By adjusting the porosity of the first substrate and/or the porosity of the second substrate to fall within the above range, the air permeability and mechanical strength of the first substrate, the second substrate, and the separator can be adjusted, and the separator can achieve good ion conductivity, thereby contributing to improving the cycle performance, kinetic performance, and the like of the secondary battery.

The porosity of the substrate has the meaning well-known in the art and may be tested using devices and methods known in the art. For example, the porosity of the substrate may be tested using a mercury porosimeter with reference to the test standard GB/T 21650-2008.
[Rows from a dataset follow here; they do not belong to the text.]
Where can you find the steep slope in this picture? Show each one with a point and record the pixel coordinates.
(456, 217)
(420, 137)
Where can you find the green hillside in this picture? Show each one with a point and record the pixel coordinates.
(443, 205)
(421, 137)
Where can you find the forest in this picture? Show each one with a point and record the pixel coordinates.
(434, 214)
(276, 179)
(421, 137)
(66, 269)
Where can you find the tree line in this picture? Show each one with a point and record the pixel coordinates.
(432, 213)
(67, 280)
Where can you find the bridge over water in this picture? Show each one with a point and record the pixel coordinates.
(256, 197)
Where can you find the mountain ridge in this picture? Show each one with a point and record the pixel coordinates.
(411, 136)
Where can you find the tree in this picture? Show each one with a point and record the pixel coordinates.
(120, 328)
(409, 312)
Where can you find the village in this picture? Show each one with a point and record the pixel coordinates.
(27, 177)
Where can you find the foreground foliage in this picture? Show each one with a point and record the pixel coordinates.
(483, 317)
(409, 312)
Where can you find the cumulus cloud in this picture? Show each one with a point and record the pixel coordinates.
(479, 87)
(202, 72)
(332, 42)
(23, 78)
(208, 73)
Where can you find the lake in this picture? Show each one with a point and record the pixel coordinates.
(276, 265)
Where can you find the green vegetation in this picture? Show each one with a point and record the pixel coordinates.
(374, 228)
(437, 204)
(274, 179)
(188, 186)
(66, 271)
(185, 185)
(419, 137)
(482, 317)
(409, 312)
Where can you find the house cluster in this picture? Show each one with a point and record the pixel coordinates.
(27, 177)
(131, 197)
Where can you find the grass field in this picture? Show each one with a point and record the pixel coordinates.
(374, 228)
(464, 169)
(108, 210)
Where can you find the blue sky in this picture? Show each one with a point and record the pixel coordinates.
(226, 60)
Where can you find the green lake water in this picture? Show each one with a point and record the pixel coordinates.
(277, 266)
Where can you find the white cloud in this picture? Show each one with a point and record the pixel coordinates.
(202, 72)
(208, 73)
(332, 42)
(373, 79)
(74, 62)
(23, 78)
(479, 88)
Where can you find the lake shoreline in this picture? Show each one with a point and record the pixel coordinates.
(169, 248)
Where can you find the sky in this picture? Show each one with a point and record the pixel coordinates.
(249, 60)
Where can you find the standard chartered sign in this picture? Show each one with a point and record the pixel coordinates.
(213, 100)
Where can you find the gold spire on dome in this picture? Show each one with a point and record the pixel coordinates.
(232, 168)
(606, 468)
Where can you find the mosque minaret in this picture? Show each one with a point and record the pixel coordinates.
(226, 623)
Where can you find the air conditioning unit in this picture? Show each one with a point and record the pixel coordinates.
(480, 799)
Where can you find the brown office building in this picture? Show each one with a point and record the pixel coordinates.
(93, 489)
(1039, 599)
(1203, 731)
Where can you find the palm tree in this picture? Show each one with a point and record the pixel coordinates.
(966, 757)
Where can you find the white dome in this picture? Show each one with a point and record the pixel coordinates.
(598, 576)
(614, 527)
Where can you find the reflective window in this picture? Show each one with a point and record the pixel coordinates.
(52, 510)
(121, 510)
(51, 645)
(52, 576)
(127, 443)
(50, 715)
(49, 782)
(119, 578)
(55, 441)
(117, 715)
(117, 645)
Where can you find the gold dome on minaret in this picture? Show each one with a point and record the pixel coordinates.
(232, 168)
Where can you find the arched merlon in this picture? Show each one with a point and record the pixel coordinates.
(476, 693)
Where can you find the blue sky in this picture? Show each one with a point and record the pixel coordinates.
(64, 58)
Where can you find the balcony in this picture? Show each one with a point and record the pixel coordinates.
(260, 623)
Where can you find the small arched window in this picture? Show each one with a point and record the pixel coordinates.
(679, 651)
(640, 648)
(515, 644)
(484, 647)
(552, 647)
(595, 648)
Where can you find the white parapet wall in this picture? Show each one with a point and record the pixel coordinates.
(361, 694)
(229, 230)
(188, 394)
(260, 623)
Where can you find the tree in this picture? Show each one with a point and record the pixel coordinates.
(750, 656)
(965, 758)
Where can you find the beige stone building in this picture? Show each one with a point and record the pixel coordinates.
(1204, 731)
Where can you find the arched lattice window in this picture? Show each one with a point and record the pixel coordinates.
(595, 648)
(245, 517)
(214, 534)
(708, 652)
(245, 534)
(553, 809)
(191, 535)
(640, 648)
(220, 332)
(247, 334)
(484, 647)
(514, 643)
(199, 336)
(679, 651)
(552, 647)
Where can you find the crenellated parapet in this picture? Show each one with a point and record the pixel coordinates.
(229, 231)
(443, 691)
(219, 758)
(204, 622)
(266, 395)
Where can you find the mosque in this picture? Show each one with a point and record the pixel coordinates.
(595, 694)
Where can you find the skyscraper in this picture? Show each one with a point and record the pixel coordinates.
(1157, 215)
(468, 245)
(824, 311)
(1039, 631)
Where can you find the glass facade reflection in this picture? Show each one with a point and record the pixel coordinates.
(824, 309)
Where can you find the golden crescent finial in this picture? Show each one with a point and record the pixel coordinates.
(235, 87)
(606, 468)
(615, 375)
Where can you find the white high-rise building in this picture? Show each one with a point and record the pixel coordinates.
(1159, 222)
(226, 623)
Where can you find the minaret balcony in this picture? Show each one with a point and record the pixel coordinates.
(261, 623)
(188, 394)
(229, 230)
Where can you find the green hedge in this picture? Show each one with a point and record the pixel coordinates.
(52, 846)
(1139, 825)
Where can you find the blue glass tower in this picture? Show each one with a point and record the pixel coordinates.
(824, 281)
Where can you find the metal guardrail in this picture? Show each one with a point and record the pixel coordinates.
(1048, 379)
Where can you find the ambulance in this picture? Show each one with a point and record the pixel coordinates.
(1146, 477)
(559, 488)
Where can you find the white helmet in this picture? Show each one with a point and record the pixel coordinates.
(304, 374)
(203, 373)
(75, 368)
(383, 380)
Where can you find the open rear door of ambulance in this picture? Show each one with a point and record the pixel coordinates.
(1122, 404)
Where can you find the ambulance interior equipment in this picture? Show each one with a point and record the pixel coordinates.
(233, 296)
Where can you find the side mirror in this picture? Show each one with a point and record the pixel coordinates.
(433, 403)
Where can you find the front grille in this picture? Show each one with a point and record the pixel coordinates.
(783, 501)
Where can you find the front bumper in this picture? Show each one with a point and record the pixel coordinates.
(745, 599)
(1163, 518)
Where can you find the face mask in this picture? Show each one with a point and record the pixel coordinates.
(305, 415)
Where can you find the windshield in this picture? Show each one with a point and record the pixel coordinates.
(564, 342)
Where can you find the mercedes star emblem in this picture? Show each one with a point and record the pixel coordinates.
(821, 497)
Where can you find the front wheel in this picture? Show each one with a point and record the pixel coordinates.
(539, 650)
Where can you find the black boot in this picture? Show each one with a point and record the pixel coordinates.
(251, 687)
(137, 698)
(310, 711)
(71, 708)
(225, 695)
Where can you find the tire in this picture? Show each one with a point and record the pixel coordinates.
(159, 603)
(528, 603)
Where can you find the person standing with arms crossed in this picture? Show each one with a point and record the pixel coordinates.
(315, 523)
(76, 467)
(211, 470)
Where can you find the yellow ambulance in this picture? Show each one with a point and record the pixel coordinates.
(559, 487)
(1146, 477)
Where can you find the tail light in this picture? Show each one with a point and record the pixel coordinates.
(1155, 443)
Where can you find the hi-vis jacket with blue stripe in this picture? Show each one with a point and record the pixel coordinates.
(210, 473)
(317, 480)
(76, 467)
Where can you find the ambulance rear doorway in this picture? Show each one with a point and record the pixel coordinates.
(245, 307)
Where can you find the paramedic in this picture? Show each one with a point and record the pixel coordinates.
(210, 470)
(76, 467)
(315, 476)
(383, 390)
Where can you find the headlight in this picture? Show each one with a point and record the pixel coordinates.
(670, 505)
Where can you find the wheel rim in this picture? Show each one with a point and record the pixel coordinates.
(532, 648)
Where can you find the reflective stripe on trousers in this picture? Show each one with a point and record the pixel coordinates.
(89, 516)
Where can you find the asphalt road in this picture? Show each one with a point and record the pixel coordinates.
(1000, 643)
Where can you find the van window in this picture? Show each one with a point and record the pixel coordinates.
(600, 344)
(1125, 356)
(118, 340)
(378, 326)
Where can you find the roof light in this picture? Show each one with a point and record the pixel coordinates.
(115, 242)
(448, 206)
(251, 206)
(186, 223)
In some embodiments, the puncture strength of the first substrate is higher than the puncture strength of the second substrate.

In some embodiments, the puncture strength of the first substrate may be 200 gf to 450 gf, for example, 200 gf, 230 gf, 250 gf, 280 gf, 300 gf, 350 gf, 380 gf, 400 gf, 420 gf, 450 gf, or a range formed by any two of the above values.

Optionally, in some embodiments, the puncture strength of the first substrate may also be 230 gf to 420 gf, for example, 230 gf, 250 gf, 280 gf, 300 gf, 350 gf, 380 gf, 400 gf, 420 gf, or a range formed by any two of the above values.

In some embodiments, the puncture strength of the second substrate may be 100 gf to 220 gf, for example, 100 gf, 120 gf, 150 gf, 180 gf, 200 gf, 220 gf, or a range formed by any two of the above values.

Optionally, in some embodiments, the puncture strength of the second substrate may also be 120 gf to 180 gf, for example, 120 gf, 130 gf, 140 gf, 150 gf, 160 gf, 170 gf, 180 gf, or a range formed by any two of the above values.

By adjusting the puncture strength of the first substrate and/or the second substrate to satisfy the above condition, it is beneficial to reduce the risk of the separator being punctured by lithium dendrites or being punctured under mechanical impact, thereby further improving the reliability of the secondary battery.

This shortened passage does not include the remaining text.